The authors declare no competing financial interests.
Correspondence and requests for materials should be addressed to J.E.D.T. (jedt2{at}cam.ac.uk) and K.G.C.S. (kgcs2{at}cam.ac.uk)
Methods
PID cohort
The PID patients and their family members were recruited by specialists in clinical immunology across 26 hospitals in the UK, and one each from the Netherlands, France and Germany. The recruitment criteria were intentionally broad, and included the following: clinical diagnosis of common variable immunodeficiency disorder (CVID) according to internationally established criteria (Supplementary Table 1); extreme autoimmunity; or recurrent and/or unusual severe infections suggestive of defective innate or cell-mediated immunity. Patients with known secondary immunodeficiencies caused by cancer or HIV infection were excluded. Although screening for more common and obvious genetic causes of PID prior to enrolment into this WGS study was encouraged, it was not a requirement. Consequently, a minority of patients (16%) had some prior genetic testing, from single gene Sanger sequencing or MLPA to a gene panel screen.
To expedite recruitment a minimal clinical dataset was required for enrolment, though more detail was often provided. There was a large variety in patients’ phenotypes, from simple “chest infections” to complex syndromic features, and the collected phenotypic data of the sequenced individuals ranged from assigned disease category only to detailed clinical synopsis and immunophenotyping data. The clinical subsets used to subdivide PID patients were based on ESID definitions, as shown in Supplementary Table 1.
To facilitate analysis by grouping patients with a degree of phenotypic coherence while excluding some distinct and very rare clinical subtypes of PID that may have different aetiologies, a group of patients was determined to have antibody deficiency-associated PID (AD-PID).

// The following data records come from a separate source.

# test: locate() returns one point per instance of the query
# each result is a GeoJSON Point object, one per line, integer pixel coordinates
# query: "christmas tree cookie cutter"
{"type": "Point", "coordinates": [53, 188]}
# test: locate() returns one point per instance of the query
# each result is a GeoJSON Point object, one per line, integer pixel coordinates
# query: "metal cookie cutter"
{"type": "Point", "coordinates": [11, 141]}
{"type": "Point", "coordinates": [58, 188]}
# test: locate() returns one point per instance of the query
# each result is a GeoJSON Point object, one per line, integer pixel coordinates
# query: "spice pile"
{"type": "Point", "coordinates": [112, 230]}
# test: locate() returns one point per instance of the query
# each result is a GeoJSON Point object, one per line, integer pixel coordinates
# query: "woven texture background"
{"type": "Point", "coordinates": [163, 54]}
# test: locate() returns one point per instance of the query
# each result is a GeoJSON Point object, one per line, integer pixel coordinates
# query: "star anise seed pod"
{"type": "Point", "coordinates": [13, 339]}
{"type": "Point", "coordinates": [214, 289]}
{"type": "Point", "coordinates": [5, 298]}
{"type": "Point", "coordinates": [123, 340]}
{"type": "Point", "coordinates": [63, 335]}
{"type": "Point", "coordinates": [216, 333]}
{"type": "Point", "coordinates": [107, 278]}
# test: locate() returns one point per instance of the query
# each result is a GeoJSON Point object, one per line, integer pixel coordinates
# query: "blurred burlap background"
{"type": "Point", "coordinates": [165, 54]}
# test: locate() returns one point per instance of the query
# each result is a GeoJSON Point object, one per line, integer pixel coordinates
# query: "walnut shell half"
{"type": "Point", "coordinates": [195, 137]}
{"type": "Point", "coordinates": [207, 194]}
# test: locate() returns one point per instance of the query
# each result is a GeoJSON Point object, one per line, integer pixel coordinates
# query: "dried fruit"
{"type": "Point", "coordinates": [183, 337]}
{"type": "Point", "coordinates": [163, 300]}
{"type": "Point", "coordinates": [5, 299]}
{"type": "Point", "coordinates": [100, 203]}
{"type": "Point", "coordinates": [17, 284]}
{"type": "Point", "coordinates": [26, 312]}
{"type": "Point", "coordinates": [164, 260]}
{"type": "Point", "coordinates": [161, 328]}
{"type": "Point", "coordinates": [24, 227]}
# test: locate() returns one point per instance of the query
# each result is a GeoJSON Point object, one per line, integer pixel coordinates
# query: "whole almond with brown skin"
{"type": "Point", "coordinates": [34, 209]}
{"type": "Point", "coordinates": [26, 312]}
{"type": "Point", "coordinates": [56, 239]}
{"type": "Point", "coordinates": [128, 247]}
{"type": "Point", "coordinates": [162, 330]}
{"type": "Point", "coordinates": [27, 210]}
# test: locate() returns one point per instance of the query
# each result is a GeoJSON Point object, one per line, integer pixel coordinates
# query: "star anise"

This group comprised 733 of the 886 unrelated index cases, and included all patients with CID, CVID or Antibody Defect ticked on the recruitment form, together with patients requiring IgG replacement therapy and those with specified low levels of IgG/A/M. SCID patients satisfying these criteria were not assigned to the AD-PID cohort.
WGS data processing
Details of DNA sample processing, whole genome sequencing, data processing pipeline, quality checks, alignment and variant calling, ancestry and relatedness estimation, variant normalisation and annotation, large deletion calling and filtering, and allele frequency calculations, are fully described in [NIHR BioResource, in preparation; see Cover Letter]. Briefly, DNA or whole blood EDTA samples were processed and quality checked according to standard laboratory practices and shipped on dry ice to the sequencing provider (Illumina Inc, Great Chesterford, UK). Illumina Inc performed further QC array genotyping, before fragmenting the samples to 450bp fragments and processing with the Illumina TruSeq DNA PCR-Free Sample Preparation kit (Illumina Inc., San Diego, CA, USA). Over the three-year duration of the sequencing phase of the project, different instruments and read lengths were used: for each sample, either 100bp reads on three HiSeq2500 lanes; or 125bp reads on two HiSeq2500 lanes; or 150bp reads on a single HiSeq X lane. Each delivered genome had a minimum 15X coverage over at least 95% of the reference autosomes. Illumina performed the alignment to GRCh37 genome build and SNV/InDel calling using their Isaac software, while large deletions were called with their Manta and Canvas algorithms. The WGS data files were received at the University of Cambridge High Performance Computing Service (HPC) for further QC and processing by our Pipeline team.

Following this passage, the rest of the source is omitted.